Sensitive
A peine eus-je revêtu le costume de femme,
que ma sensibilité me causa des tourments affreux.
Je ne parle pas de l’amour, ma pudeur devait me défendre.
Je souffrais par bien d’autres motifs:
au théâtre, la musique me faisait tomber en pamoison;
les émotions du drame me jetaient en des évanouissements prolongés;
le moindre changement de température agissait sur mes nerfs.
Le cigare surtout rendait ma vie amère.
Que de fois n’ai je pas dû subir les insolentes bouffées d’un fat!
Au lieu de me plaindre, on se moquait de moi;
j’étais passée à l’état de femme nerveuse:
personne ne croyait à mes souffrances;
mes amis les plus intimes prétendaient que je me maniérais.
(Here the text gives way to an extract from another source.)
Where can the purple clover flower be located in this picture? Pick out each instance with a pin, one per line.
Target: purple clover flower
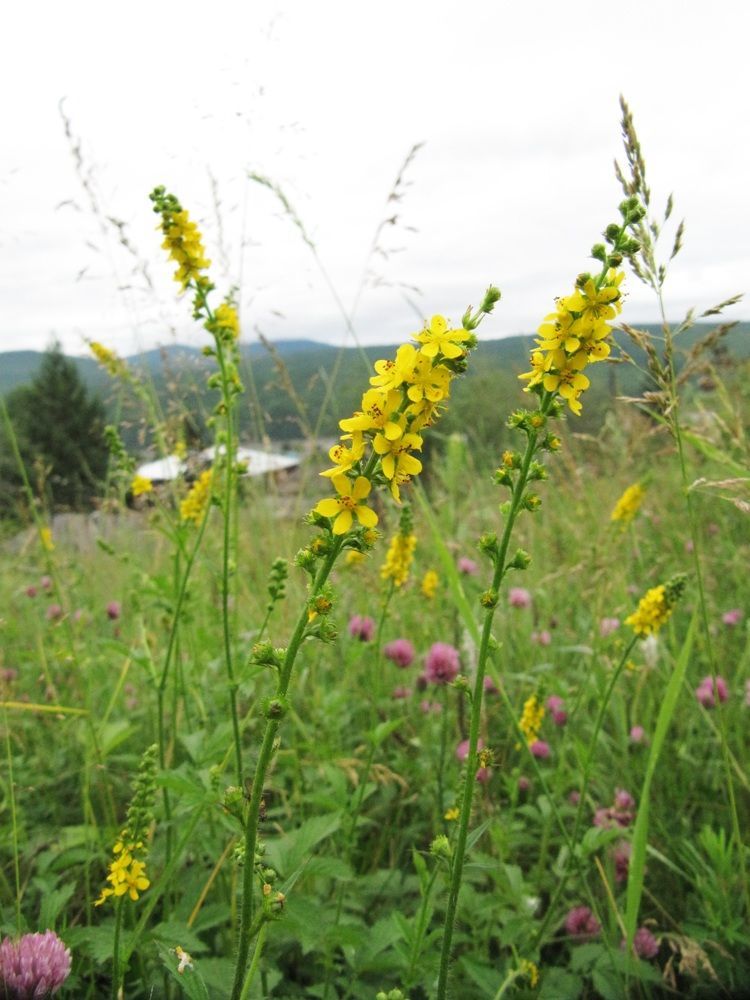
(441, 663)
(33, 967)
Un magnétiseur célèbre me proposa d’utiliser mon fluide
et de courir la province pour donner des représentations,
lire les yeux fermés, et deviner les maladies
à la seule inspection des cheveux du malade.
Humiliée par cette offre, lasse de voir le ridicule s’attacher à moi,
j’ai pris la résolution de redevenir fleur.
L’haleine douce de la brise, les caresses des papillons,
voilà les seules choses que je puisse supporter.